When the House reconvened in 1984, a number of young legislative entrepreneurs worked behind closed doors to harmonize conflicting versions of the Simpson-Mazzoli bill
- With the blessing of party leaders, they sought to fashion a compromise package that satisfied growers while meeting union demands for worker protection.
The fraud:
- Only 72 percent of applicants for farm worker amnesty had work histories that qualified them for the program.
- The Immigration and Naturalization Service (INS) has identified 398,000 cases of possible fraud in the program, but the agency admits that it lacks both the manpower and the money to prosecute individual applicants
- Unlike other immigration programs, which put the burden of proof on the applicant, the farm amnesty puts the burden on the Government. Consequently, aliens with even the most rudimentary documentation cannot be rejected unless the Government can prove their claims are false
- A study using California unemployment insurance data indicated that, assuming the entire universe of SAW-eligible workers were undocumented, there should have been between 115,000 and 188,000 applicants in the state.
This sorry history of fraud was preceded by Schumer's promise during the markup that fraud would not be a problem:
- During the markup, Schumer claimed that the program would "shut[] off one of the prime magnets to illegal immigration: an agricultural job."
- SAW actually encouraged illegal immigration.

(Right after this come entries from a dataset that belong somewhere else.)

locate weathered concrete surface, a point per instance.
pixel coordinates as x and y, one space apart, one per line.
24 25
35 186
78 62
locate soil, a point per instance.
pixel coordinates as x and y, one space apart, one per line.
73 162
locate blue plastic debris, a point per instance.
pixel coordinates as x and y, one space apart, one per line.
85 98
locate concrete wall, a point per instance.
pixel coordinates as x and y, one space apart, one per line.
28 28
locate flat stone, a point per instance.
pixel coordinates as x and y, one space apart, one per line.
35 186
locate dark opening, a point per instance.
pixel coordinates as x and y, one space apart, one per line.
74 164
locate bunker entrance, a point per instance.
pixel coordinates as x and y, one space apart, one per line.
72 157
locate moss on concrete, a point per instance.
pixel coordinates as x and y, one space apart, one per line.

- The U.S. Commission on Agricultural Workers later found that: "the SAW program... appears to have formed the foundation for continued illegal immigration through the following factors: (1) by facilitating the settlement of immigrants in the United States, thereby increasing the number of "anchor" households whose presence facilitates the transition into U. S. work and society for future authorized and unauthorized immigrants, [2] by facilitating cyclical migration, thereby reducing the costs for unauthorized immigrants to journey.north and enter the [SAW] plan with legally returning SAWs; (3) by stimulating unauthorized family unification in the [United States] as spouses join their husbands in the agricultural labor force; and (4) by "sending the message" that the route to legal status comes through illegal entry."